Quando si parla di recidiva nel nostro Paese spesso si citano dati approssimativi, anche perché le ricerche sono poche, e per lo più ormai datate. Vale la pena però leggere uno studio, “Pena e ritorno. Una ricerca su interventi di sostegno e recidiva” di Giovanni Torrente e Daniela Ronco, che per quanto limitato a una esperienza nel contesto piemontese, mette a nudo i problemi più spinosi, affermando che “la fotografia del sistema penitenziario italiano mostra come al di là di progetti estemporanei e circoscritti, la formazione e il lavoro in carcere risultano lontani dall’obiettivo della qualificazione”. Si parla proprio del “ruolo del carcere nel consolidamento del precariato”, quindi nessuna illusione sui percorsi di reinserimento, ma uno sguardo in un certo senso impietoso. Colpisce anche, e lo dico da responsabile di una realtà che riunisce moltissime associazioni di Volontariato nell’ambito penale, che da questo studio emerga che “purtroppo, il terzo settore non si afferma come un soggetto promotore di nuove forme di mobilità sociale”.

È tutta la catena della lotta alla recidiva, che dovrebbe iniziare da una carcerazione sensata, che invece non funziona. A partire dal lavoro in carcere, che dovrebbe essere un diritto, e invece riguarda solo 17.042 persone alle dipendenze dell’Amministrazione e 3.029 (dati DAP) che fanno un lavoro vero alle dipendenze di imprese o cooperative. Ma questi dati fanno arrabbiare anche perché è quasi scontato che lavorare per l’Amministrazione penitenziaria non fa imparare un mestiere, ma insegna a galleggiare senza professionalità e poi uscire dal carcere ancora più emarginati.
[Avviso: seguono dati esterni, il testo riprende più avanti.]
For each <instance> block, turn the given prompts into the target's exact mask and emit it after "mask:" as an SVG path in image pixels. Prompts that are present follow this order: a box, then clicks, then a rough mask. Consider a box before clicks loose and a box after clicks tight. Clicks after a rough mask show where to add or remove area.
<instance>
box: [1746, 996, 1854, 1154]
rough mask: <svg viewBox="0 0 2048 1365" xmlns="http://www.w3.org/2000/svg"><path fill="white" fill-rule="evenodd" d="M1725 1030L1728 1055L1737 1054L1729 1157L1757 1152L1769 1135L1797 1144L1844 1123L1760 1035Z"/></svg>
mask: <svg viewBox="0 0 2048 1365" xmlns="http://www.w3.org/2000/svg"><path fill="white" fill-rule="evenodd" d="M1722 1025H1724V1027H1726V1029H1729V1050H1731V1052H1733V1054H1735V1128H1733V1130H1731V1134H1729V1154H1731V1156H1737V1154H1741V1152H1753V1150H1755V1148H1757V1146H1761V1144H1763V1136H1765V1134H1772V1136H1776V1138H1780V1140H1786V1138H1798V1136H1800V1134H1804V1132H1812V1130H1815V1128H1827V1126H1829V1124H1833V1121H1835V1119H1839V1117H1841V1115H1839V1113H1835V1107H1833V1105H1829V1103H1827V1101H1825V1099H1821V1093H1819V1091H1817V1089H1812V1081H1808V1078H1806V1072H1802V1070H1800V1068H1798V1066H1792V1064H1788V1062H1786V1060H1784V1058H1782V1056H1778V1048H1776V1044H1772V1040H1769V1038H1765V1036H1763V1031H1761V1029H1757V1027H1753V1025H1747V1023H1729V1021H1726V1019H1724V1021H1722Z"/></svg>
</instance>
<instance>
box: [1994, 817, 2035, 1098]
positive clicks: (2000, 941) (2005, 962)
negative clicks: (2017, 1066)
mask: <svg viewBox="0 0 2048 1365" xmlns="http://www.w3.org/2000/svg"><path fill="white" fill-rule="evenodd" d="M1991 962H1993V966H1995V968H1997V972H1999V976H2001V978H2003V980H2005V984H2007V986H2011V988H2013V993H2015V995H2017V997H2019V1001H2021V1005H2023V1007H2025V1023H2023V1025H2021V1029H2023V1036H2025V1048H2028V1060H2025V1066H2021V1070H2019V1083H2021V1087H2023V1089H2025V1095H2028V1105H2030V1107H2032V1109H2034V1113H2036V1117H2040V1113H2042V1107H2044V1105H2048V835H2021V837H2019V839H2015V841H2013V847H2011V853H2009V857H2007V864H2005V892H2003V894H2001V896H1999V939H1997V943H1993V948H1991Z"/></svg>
Provate a mangiare il vitto dell’Amministrazione e capirete quanto è lontana la realtà da quello che dice l’Ordinamento: “L’organizzazione e i metodi del lavoro penitenziario devono riflettere quelli del lavoro nella società libera al fine di far acquisire ai soggetti una preparazione professionale adeguata alle normali condizioni lavorative per agevolarne il reinserimento sociale”.

Una cosa è certa però: sono poche le ricerche sulla recidiva, ma vengono del tutto ignorate se i dati danno fastidio a quello che è il pensiero dominante nella società rispetto al carcere. Non si vuole concedere un’amnistia e un indulto, nonostante le condizioni di illegalità nelle nostre galere, e quindi si dice che dopo l’indulto del 2006 “sono rientrati tutti”. Ma il monitoraggio sulla recidiva dei beneficiari del provvedimento di indulto del 2006 (Manconi, Torrente, 2015) dice che i dati raccolti hanno mostrato come la recidiva dei fruitori della legge si sia attestata su livelli molto inferiori a quel che ci si aspettava. Nel 2011, a cinque anni dall’entrata in vigore del provvedimento, i rientrati in carcere risultarono infatti il 33,92%.

Eppure, si continua a fingere che più teniamo le persone in galera, più siamo sicuri, dimenticando quelle “bombe a orologeria” che diventano le persone detenute se scontano la pena come racconta la testimonianza di un giovane detenuto, arrivato in carcere provenendo da un ambiente già deprivato, e trovando, in istituti carcerari diversi, quasi ovunque ulteriore povertà educativa: “Mi è stato chiesto spesso in questi anni cosa fosse per me lo Stato e cosa volesse dire crescere in un posto in cui è pressoché assente. Nascere in un luogo così significa vivere in ambienti dove mancano le cose basilari, come doposcuola, parchi, posti per socializzare, dove, anche se sono consapevole che la responsabilità è sempre personale, è più facile che un ragazzo rischi di innamorarsi di fenomeni criminali, perché agli occhi di un adolescente la ‘malavita’ diventa la più semplice possibilità di scalata sociale.

Per cambiare tutto questo non basta una volante parcheggiata per strada o l’esercito nelle piazze, bisogna garantire un progetto alternativo ai giovani, altrimenti il fenomeno della malavita attirerà sempre i ragazzini. Se questo vale per le città, è ancora più vero per le strutture detentive. Io ho cambiato 13 carceri, ma se all’interno del carcere sono le istituzioni che non garantiscono la legalità mi chiedo come possa essere credibile ai miei occhi uno Stato che pare solo pretendere, senza mai considerarci degni di ricevere qualcosa in cambio. Come ci si può fidare di un’istituzione che non ammette quasi mai i propri errori, ma allo stesso tempo non accetta che degli sbagli vengano commessi da chi spesso si trova in situazioni opprimenti, perché privato della propria libertà e lasciato solo a guardare il soffitto?”.